Dark Souls 2 is out on PC today. Praise the sun, etc, etc. Our review is coming later on, for the PR agency has yet to furnish us with code. So instead I'm going to have a quick rant about lighting engines, PC ports, preview footage and gamer expectation.
As you probably know by now, the PC version of Dark Souls 2 is one of the best games ever, made better. Frame rates and resolutions are naturally improved, and on the whole it's that little bit more impressive than it already was. If you have a PC that'll run it, some money, and too much time on your hands, then get out there and buy it.
It's a great game. It is, however, nowhere near as impressive as it could, and to some people, should have been. I'm referring to the now-infamous lighting engine that never actually made it to the final code. Upon the console release, some tut-tutted at the downgrade, hoping that the PC version would incorporate at least part of this fabled lighting.
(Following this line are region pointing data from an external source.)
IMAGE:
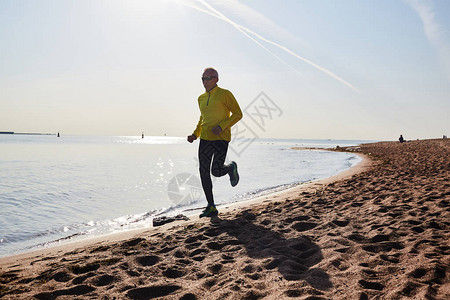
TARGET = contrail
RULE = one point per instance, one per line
(239, 28)
(246, 31)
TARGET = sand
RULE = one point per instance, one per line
(379, 233)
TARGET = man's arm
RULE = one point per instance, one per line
(197, 131)
(236, 113)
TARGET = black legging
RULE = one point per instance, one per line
(215, 151)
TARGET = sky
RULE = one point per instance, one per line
(325, 69)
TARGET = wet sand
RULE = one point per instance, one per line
(379, 233)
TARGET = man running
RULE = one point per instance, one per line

Not so, of course. In fairness, the more level-headed members of the community thought this would never happen. But some did. Whether they expected the whole shebang or just a minor upgrade – and as deluded as they may well have been – their expectations are another case of publishers and developers baiting and switching players. It's not a new thing, and it'll keep on happening.
The reason? Because we're all in love with the idea that progression is equivalent to a bump in graphical fidelity. It's utterly natural and I'm as guilty as any other player of wanting better graphics (and art direction). To evolve is to change, someone once said (or maybe I imagined that). Either way the easiest indicator of evolution in gaming is better visuals.
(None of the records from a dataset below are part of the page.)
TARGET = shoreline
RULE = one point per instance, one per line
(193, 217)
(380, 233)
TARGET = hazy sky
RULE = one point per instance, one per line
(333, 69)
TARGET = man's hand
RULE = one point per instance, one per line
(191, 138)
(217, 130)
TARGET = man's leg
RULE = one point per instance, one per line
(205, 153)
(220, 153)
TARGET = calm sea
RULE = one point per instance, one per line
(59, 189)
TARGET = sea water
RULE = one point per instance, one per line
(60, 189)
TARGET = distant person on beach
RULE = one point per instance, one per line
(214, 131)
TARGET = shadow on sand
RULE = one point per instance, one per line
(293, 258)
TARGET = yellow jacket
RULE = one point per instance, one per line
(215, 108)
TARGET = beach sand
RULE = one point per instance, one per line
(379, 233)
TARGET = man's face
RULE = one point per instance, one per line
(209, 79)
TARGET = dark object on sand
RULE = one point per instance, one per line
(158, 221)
Sadly, it's also putting unfathomable pressure on studios and publishers to make their games look better than ever before. Disappointment is inevitable. We've seen it in the past, with that Killzone 2 trailer. Madden and Need For Speed 'Target Visuals' were bandied about at the start of the last generation, looking impossibly good.
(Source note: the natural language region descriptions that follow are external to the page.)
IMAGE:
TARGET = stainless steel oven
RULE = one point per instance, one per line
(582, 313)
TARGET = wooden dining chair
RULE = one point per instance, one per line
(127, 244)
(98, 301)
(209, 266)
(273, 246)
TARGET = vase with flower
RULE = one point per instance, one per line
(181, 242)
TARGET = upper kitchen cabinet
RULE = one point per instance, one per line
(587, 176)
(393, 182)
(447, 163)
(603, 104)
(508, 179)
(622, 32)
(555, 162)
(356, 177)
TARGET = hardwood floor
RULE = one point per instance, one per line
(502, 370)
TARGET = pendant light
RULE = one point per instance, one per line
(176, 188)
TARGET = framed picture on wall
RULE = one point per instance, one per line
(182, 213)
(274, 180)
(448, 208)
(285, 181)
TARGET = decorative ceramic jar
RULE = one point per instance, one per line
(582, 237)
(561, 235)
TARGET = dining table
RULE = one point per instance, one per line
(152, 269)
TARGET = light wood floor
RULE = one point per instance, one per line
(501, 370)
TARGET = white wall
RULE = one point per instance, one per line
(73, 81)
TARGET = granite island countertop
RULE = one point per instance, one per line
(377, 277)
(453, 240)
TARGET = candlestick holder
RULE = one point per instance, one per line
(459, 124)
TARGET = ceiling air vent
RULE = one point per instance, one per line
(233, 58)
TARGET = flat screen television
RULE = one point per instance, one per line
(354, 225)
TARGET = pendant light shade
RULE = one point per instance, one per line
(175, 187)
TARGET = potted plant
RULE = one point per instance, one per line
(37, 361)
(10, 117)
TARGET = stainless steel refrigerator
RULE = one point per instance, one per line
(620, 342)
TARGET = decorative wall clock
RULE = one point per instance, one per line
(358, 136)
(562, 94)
Yet people still believed we'd get there. No chance. No 360 Madden title hit those heights. Killzone 2 was a marvel of technology, but it wasn't the same as in the E3 2005 demo.
These aren't isolated incidents. Spectrum cassette boxes illustrated the games inside using superior images from rival machines. Bullshots are still utterly rife, captured at resolutions that would melt consoles. With E3 upon us and a new generation of consoles being pushed, we'll soon be gazing upon the next wave of trailers and other promotional material that seems too good to be true.
This is not surprising. Neither, really, is it that gamers still fall for this. The backlash against Watch Dogs is a recent example. 'It doesn't look nearly as good as the E3 2012 footage!' 'Downgrade confirmed!' Well, yes. Of course.
It's not just gamers that have unrealistic expectations, however. Many times it is the developers themselves with unreasonable or unattainable goals. I've sat in meetings where a global publisher with more money and manpower than the United States government has told of its plan to make its 360/PS3 open-world racer have the same scope as GTA and the same texture fidelity as Gears of War. We told them it wouldn't happen. It didn't.
Why make these bold claims if you can't back them up? Well, publishers want to sell their games, and will use every trick in the book to make it happen. But, just as importantly, developers are gamers. They want to make the game look as good as it can, run as well as it can. They're not Snidely Whiplash, cackling as they show one thing and then deliberately substituting it for another. But over the course of years, things change in development houses. Maps change. Player counts are reduced or inflated. Entire modes, characters, and mission sets are binned. You settle for standards you'd never have dreamt of at the start. There are many reasons for these shifts, but time and money are two of the key factors, as you'd expect.
There's an idea that, for certain movies, the trailer you see pre-release is representative of the film the studio wished they had actually made. In a lot of ways, the same is true for video games. E3 demos and the like represent the game the developer would ideally want to sell. What they end up with can sometimes be drastically different.
So, why do we still want to believe? Because we literally buy into it, by tribally backing consoles, sometimes early and almost always expensively. Because graphics equals progress, for better or worse, even though we know, in the back of our minds, that's not the whole story. Bullshots and unrealistic trailers will remain a fixture of PR campaigns until the graphical arms race finishes. Why? Because everybody, from developer to consumer, wants to believe.